As the authors point out in their preface, findings on child-rearing don’t arrive “on the wings of a single experiment” but “at a crawl, over a decade, from various studies replicating and refining prior ones.” Even more importantly, they acknowledge that “many of the important ideas have been right under our nose” without our knowing it.
And that’s where I’ve thought: This is such a great book, but how much of it applies to the Philippines? There’s a whole chapter on teaching children about race and skin color, which I don’t think is too important in the Philippines except maybe when they’re older and begin to believe the nonsense about papaya skin whiteners and glutathione injections.

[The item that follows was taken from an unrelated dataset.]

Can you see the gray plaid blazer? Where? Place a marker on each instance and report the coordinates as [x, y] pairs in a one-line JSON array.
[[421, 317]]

To move to another example, our problem in the Philippines isn’t the overpraise for kids but the lack of it, even the way we put down kids. I grew up constantly being told I was “gung” (stupid) and “pun tang” (incompetent) with my ethnic Chinese Tiger parents claiming the comments were never meant to be offensive. Sure.
There’s much to mine from this book and to see what we can use for the Philippines. I spent more time with a chapter about language learning, feeling rather sheepish to learn that playing tapes of foreign languages to children doesn’t automatically mean they’ll develop the ear for those sounds later, and make it easier for them to pick up those languages.
Turns out a CD isn’t too useful; what you need is to have the sounds attached to real persons, with faces and facial expressions. “Gunggung” (stupid stupid) me should have known: Language isn’t just about pronunciation and grammar, but about people interacting.
Which is why the Philippines can be a paradise for linguistic researchers, given how our children grow up literally in a tower of Babel, meeting people speaking languages from all over the Philippines, or even the world.
So throw out those CDs, and rather than forcing your domestic helpers to speak “yaya English” with the kids, encourage them to expose your children to their home languages.